Il solido legame con i Carraresi è confermato dal fatto che, nel primo semestre del 1322, Rolando fu vicario di Niccolò da Carrara, allora podestà di Bologna. Nella primavera del 1323 fu, insieme a Marsilio da Carrara, presso il duca di Carinzia per esporgli le condizioni della pace tra intrinseci e fuoriusciti padovani. Il 14 giugno 1324 fu tra i testimoni dell’investitura di alcuni possessi del monastero veneziano di S. Cipriano a Obizzo da Carrara. Come dimostra una postilla autografa nel ms. Wolfenbüttel, Herzog August-Bibliothek, Gudiano lat. 2, era a Padova il 21 di quello stesso mese, quando entrò in città Enrico di Carinzia. Sono queste le ultime testimonianze note di Rolando in vita. In un atto del 5 marzo 1326 risulta infatti già morto.
Lo zio Lovato gli dedicò il perduto De conditionibus urbis Padue et peste Guelfi et Gibolengi nominis, l’amico Mussato il Contra casus fortuitos. Testimoniano il suo interesse per i classici due codici, il già citato Gud. lat. 2 e il Vat. lat. 1769. Il primo, una ricca raccolta di opere di Cicerone, fu realizzato nel secondo decennio del XIV secolo e decorato dal miniatore Nerio. Rolando ne fu con ogni probabilità il committente; nel manoscritto sono di sua mano le rubriche iniziali e finali delle opere e un certo numero di postille. Alcuni dei marginalia rimandano alla lettura di opere di Aristotele; altri confermano i rapporti di amicizia con Mussato.
Probabilmente realizzato nello stesso periodo, il Vat. lat. 1769, anch’esso decorato da Nerio, è una monumentale edizione degli opera omnia di Seneca. Anche qui Rolando vergò rubriche iniziali e finali, alcune glosse, e interventi filologici sui testi. Di sua mano è la titulatio della nota di Lovato sui metri di Seneca, tràdita alla c. 246v. Ivi Rolando annota anche di aver visto a Roma «apud ecclesiam Sancti Pauli» un’epigrafe antica relativa a Lucano. Concordemente ritenuta spuria dal XVII secolo, l’iscrizione è considerata da Guido Billanovich un falso di Rolando (e di Mussato). Si segnala che Georg Fabricius, sul finire del XVI secolo, dichiarò di averla letta nella dimora di Giovanni Colocci, nella cui cospicua raccolta epigrafica non mancavano per altro molti falsi.

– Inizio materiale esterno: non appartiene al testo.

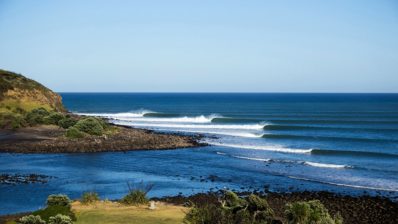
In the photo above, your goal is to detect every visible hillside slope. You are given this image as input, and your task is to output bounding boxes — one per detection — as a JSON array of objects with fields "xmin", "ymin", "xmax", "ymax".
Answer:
[{"xmin": 0, "ymin": 69, "xmax": 65, "ymax": 112}]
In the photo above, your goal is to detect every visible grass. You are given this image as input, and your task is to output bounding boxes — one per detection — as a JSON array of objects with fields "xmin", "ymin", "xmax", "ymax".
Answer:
[{"xmin": 72, "ymin": 201, "xmax": 188, "ymax": 224}]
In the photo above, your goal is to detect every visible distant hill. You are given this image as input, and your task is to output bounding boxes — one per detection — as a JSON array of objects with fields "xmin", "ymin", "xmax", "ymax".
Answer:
[{"xmin": 0, "ymin": 69, "xmax": 65, "ymax": 113}]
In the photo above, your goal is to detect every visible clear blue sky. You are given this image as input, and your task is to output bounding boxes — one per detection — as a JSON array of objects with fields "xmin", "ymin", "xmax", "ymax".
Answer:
[{"xmin": 0, "ymin": 0, "xmax": 398, "ymax": 92}]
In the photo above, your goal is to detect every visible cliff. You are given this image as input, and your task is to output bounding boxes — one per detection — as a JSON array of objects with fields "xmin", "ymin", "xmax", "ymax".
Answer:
[{"xmin": 0, "ymin": 69, "xmax": 65, "ymax": 113}]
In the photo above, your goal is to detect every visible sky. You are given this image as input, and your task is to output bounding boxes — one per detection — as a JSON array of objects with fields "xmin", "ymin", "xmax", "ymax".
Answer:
[{"xmin": 0, "ymin": 0, "xmax": 398, "ymax": 92}]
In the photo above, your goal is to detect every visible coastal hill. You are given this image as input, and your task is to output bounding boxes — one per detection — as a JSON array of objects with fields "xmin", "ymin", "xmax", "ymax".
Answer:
[
  {"xmin": 0, "ymin": 70, "xmax": 200, "ymax": 153},
  {"xmin": 0, "ymin": 69, "xmax": 65, "ymax": 112}
]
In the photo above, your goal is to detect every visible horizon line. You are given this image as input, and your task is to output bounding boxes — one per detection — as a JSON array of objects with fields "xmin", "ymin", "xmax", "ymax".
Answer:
[{"xmin": 55, "ymin": 91, "xmax": 398, "ymax": 94}]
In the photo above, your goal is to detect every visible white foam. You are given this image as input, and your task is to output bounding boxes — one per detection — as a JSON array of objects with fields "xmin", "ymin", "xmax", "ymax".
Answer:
[
  {"xmin": 208, "ymin": 142, "xmax": 312, "ymax": 154},
  {"xmin": 93, "ymin": 113, "xmax": 222, "ymax": 123},
  {"xmin": 287, "ymin": 176, "xmax": 398, "ymax": 192},
  {"xmin": 76, "ymin": 110, "xmax": 154, "ymax": 119},
  {"xmin": 232, "ymin": 156, "xmax": 271, "ymax": 162},
  {"xmin": 112, "ymin": 118, "xmax": 264, "ymax": 132},
  {"xmin": 304, "ymin": 161, "xmax": 350, "ymax": 169}
]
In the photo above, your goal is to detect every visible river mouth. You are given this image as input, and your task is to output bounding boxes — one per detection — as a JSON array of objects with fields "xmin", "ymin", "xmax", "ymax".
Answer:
[{"xmin": 0, "ymin": 146, "xmax": 398, "ymax": 214}]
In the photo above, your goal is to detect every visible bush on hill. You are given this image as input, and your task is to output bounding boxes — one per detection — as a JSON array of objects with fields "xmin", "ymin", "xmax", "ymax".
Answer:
[
  {"xmin": 120, "ymin": 181, "xmax": 153, "ymax": 205},
  {"xmin": 17, "ymin": 215, "xmax": 46, "ymax": 224},
  {"xmin": 48, "ymin": 214, "xmax": 72, "ymax": 224},
  {"xmin": 81, "ymin": 192, "xmax": 99, "ymax": 204},
  {"xmin": 184, "ymin": 191, "xmax": 274, "ymax": 224},
  {"xmin": 58, "ymin": 115, "xmax": 77, "ymax": 129},
  {"xmin": 33, "ymin": 194, "xmax": 76, "ymax": 222},
  {"xmin": 73, "ymin": 117, "xmax": 104, "ymax": 135},
  {"xmin": 25, "ymin": 107, "xmax": 50, "ymax": 126},
  {"xmin": 65, "ymin": 127, "xmax": 86, "ymax": 139},
  {"xmin": 46, "ymin": 194, "xmax": 70, "ymax": 207},
  {"xmin": 43, "ymin": 112, "xmax": 65, "ymax": 125},
  {"xmin": 285, "ymin": 200, "xmax": 343, "ymax": 224}
]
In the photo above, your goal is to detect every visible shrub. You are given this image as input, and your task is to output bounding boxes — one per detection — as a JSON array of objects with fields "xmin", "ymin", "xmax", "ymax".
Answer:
[
  {"xmin": 74, "ymin": 117, "xmax": 104, "ymax": 135},
  {"xmin": 17, "ymin": 215, "xmax": 46, "ymax": 224},
  {"xmin": 82, "ymin": 192, "xmax": 99, "ymax": 204},
  {"xmin": 121, "ymin": 190, "xmax": 149, "ymax": 205},
  {"xmin": 43, "ymin": 112, "xmax": 65, "ymax": 125},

Fonti e Bibl.: A. Mussato, Historia Augusta Henrici VII et alia quae extant opera, Venetiis 1636; Id., De gestis Henrici VII Cesaris, De gestis Italicorum, I-VII, in RIS, X, 2, a cura di L.A. Muratori, Mediolani 1727, coll. 9-686; G. Verci, Storia della marca Trivigiana e Veronese, VIII, Venezia 1788; A. Gloria, Monumenti dell’Univer-sità di Padova (1222-1318), Venezia 1884, pp. 299-303; L. Padrin, Sette libri inediti del “De gestis Italicorum” di A. Mussato, Venezia 1903; Constitutiones et Acta Publica Imperatorum et Regum (1298-1313), ed. J. Schwalm, in MGH, Leges, IV, 2, Hannoverae-Lipsiae 1906-1911, n. 982; F. Ferreti, Le opere, a cura di C. Cipolla, I-II, Roma 1908-1914; G. Cortusi, Chronica de novitatibus Padue et Lombardie, a cura di B. Pagnin, in RIS2, XII, 5, Bologna 1941-1975.